On March 15 Southern California Edison (SCE) released a long-awaited strategic plan for relocation of spent nuclear fuel (SNF) from the current dry cask storage at San Onofre Nuclear Power Station (SONGS) to an interim or permanent off-site repository. The strategic plan was developed by consultant North Winds and their nuclear experts as a condition of a settlement agreement between SCE and Citizens Oversight reached in 2017. The short summary is that the federal government has failed to live up to its legal responsibility to build a permanent repository for SNF despite collecting over $988 million from SCE ratepayers to fund a nuclear waste fund. Because of the lack of federal progress, the utility industry successfully sued the government and now receives funds from a Judgment Fund for decommissioning activities.

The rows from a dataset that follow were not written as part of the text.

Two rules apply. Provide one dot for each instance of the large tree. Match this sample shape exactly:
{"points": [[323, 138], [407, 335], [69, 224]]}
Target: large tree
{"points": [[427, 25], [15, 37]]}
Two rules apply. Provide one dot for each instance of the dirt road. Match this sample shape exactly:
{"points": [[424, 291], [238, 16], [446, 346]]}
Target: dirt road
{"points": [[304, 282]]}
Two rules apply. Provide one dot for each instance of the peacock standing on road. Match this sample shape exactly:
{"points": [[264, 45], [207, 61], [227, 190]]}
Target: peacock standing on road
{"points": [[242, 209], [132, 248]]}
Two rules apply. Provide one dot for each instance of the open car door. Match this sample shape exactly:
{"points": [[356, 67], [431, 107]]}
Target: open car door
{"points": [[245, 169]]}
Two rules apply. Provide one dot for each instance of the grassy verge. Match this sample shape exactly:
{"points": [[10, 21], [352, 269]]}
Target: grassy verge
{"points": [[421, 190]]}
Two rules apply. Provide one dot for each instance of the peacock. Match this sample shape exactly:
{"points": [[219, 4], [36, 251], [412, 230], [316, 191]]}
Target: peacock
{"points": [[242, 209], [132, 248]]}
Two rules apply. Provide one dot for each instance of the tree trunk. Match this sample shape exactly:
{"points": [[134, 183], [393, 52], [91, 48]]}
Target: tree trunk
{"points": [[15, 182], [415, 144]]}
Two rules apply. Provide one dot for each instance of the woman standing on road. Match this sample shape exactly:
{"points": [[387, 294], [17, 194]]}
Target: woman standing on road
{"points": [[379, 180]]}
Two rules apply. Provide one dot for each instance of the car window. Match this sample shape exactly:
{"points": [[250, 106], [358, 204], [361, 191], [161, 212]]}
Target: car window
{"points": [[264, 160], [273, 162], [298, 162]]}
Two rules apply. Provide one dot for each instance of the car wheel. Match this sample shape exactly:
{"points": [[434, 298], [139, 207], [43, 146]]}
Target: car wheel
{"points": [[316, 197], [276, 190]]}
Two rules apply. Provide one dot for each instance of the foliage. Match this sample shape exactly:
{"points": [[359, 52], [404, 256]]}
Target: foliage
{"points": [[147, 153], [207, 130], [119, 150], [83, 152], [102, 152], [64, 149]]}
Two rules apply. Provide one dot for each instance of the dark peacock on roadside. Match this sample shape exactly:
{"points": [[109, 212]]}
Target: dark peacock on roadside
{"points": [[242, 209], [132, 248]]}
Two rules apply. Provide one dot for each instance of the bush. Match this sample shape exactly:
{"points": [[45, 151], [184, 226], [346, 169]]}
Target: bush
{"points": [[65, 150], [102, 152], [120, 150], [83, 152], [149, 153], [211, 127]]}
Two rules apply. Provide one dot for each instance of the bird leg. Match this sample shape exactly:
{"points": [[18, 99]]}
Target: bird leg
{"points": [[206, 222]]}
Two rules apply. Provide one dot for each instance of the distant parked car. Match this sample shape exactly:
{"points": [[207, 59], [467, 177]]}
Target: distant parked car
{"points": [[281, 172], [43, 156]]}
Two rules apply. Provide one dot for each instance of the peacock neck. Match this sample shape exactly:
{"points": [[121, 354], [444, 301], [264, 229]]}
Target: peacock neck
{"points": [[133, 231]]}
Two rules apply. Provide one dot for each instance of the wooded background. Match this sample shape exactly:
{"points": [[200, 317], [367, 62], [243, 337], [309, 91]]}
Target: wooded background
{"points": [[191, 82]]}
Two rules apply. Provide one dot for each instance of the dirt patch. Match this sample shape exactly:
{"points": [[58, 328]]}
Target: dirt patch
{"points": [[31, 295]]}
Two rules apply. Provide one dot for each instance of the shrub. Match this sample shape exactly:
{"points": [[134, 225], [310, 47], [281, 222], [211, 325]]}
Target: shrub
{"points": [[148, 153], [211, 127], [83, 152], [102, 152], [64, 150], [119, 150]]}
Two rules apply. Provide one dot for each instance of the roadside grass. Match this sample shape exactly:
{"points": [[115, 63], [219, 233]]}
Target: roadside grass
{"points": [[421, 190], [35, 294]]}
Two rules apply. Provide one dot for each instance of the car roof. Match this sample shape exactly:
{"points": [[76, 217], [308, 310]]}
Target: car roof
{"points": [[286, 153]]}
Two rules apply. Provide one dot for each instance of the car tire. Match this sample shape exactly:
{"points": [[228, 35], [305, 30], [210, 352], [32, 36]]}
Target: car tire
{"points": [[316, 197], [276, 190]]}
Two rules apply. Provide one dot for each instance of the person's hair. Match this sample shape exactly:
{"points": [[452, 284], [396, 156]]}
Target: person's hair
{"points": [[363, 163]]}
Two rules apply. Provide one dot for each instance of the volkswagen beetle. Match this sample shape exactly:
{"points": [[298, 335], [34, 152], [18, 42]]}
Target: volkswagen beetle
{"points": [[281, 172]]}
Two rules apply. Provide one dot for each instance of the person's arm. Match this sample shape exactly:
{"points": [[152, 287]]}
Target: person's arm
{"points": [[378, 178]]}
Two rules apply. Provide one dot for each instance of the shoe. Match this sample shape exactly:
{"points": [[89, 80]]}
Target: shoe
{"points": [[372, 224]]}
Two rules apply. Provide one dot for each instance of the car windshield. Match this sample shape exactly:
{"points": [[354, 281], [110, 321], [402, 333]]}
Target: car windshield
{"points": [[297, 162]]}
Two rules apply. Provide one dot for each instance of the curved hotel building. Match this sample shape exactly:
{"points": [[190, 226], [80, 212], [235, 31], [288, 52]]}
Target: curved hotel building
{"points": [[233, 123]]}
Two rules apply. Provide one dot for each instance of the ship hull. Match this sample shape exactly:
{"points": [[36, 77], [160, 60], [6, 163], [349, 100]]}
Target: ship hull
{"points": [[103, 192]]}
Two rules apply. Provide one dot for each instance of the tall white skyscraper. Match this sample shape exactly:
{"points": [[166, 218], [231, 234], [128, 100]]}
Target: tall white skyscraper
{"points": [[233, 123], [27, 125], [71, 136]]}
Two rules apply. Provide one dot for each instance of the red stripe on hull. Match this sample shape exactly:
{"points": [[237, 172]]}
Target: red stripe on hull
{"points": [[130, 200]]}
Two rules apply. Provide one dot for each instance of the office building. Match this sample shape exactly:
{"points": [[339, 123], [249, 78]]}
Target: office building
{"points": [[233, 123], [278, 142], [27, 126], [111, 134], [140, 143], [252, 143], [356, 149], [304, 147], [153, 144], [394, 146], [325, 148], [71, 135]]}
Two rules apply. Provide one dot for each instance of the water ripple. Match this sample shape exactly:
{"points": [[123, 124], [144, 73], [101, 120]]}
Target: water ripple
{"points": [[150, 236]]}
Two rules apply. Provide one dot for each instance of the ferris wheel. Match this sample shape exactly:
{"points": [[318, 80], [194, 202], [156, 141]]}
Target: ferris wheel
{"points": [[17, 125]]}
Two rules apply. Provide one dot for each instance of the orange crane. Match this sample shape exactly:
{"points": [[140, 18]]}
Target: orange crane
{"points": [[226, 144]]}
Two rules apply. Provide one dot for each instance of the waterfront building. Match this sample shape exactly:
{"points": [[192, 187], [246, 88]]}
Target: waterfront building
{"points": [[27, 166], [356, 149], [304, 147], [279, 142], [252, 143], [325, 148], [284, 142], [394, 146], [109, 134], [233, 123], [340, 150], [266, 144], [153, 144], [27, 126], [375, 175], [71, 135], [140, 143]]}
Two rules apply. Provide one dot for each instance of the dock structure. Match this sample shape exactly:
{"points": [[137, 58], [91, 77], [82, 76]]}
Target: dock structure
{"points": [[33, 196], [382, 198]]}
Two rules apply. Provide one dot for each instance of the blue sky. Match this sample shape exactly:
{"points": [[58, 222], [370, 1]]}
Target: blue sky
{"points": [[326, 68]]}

The strategic plan considers several options for relocating the nuclear waste from SONGS and also provides an optimistic timeline if the federal government could build or license interim or permanent storage sites and overcome financial and political obstacles to transporting SNF and locating the sites. Two interim storage facilities are under consideration in Texas and New Mexico, but there is strong local opposition to each of these and their capacity, if built, would be insufficient for all the SONGS waste. Two other options were rejected by the owners; the Palo Verde generating station in Arizona said no thanks, and the Department of the Navy said no to moving the waste inland on Camp Pendleton. The report cites four key objectives for the future:
“Four Strategic Programmatic Objectives:
Provide direction, obtain appropriations, and take other necessary steps to restart the national program for spent nuclear fuel storage.
Establish and implement a national consolidated interim storage facility (CISF) program with broad authority to enable multiple forms of business models (including contracting for private storage, implementing a federal CISF, or forming a public-private partnership with a non-federal public or private entity.
Re-establish a program for a permanent geologic repository that addresses the need for stakeholder engagement and the consent of involved state, local, and tribal governments.
Pursue opportunities for the industry to work together, perhaps via the Nuclear Energy Institute and/or the Decommissioning Plants Coalition, to create a consensus-driven prioritization scheme for removing SNF from shutdown sites and recommend that that scheme be adopted by the federal government. Adopting a more efficient approach for removing SNF from shutdown sites could save up to $10 billion in Judgment Fund payments.”